Markets remain jittery, however, on whether the debt ceiling deal would be done before a June 5 deadline set by the U.S. Treasury on when spending would reach the debt ceiling. Missing the deadline could trigger a selloff across equities and commodities if markets fear support for the legislation is unraveling. Otherwise, the expected passage of the bill by Congress would mark a rare moment of bipartisan action in an otherwise deeply divided Washington.

With the debt ceiling debate nearly in the rearview mirror, at least until 2025, investors are looking ahead to the Federal Open Market Committee June 13-14 policy meeting as another possible market catalyst. Philadelphia Federal Reserve President Patrick Harker said Thursday that the central bank is near the point "where we can hold rates in place and let monetary policy do its work to bring inflation to its 2% target."

Some Federal Reserve officials disagree and continue to push for more rate hikes as an insurance policy against the risk of reemerging inflation. Friday's Nonfarm Employment Situation report will likely be a key determining factor as to whether the Fed will decide for or against another increase in the federal funds rate. Currently, investors are pricing in a 70% chance for a pause in lifting rate at the FOMC meeting this month compared to a 23.8% likelihood for another rate hike.

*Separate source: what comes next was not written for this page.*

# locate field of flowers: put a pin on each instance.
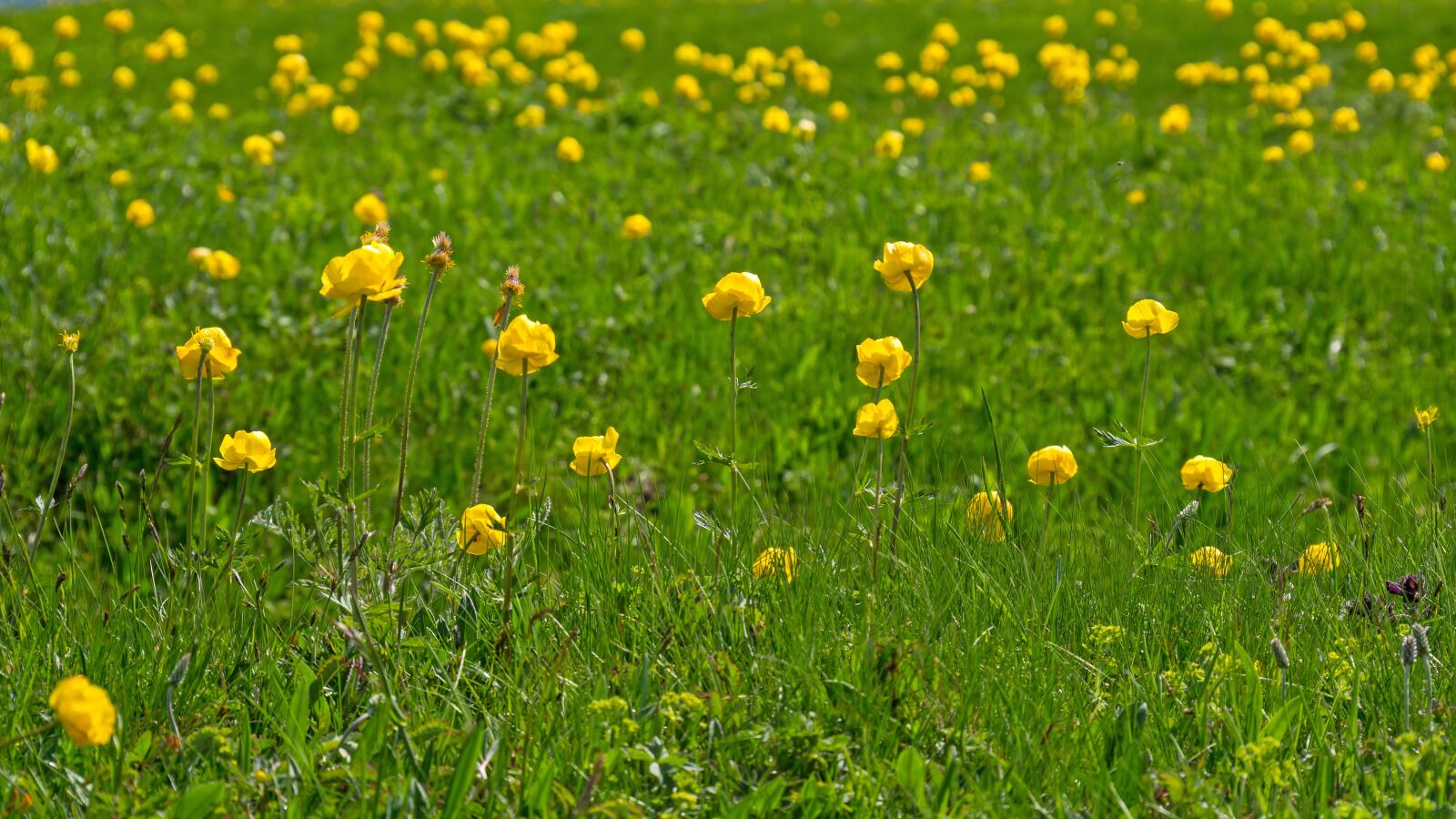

A strong employment report could trigger yet another wave of repricing in Federal Funds futures on CME.

Thursday's higher settlements in the oil complex came despite a mostly bearish inventory report released Thursday morning by the U.S. Energy Information Administration showing a 4.5-million-barrel (bbl) drop in commercial crude-oil stocks accompanied with a drop off in fuel demand leading up to the Memorial Day holiday. Commercial gasoline inventories declined only marginally by 206,000 bbl, and distillate stocks built by a larger-than-expected 985,000 bbl in the reviewed week. Demand for middle-of-the-barrel fuels fell below 4 million barrels per day (bpd) at 3.646 million bpd, and gasoline consumption declined to 9.098 million bpd, down by 339,000 bpd.

At settlement, U.S. dollar index plummeted 0.71% against a basket of foreign currencies to 103.502 after hitting a 2 1/2-month high 104.615 in the prior session. West Texas Intermediate July futures advanced $2.01 per bbl to settle at $70.10 per bbl, and the new front-month August Brent contract rallied to $74.28 per bbl, up $1.68 per bbl on the session. NYMEX RBOB July futures softened $0.0076 per gallon to $2.4362 per gallon and NYMEX ULSD futures rallied $0.0638 to $2.3147 per gallon.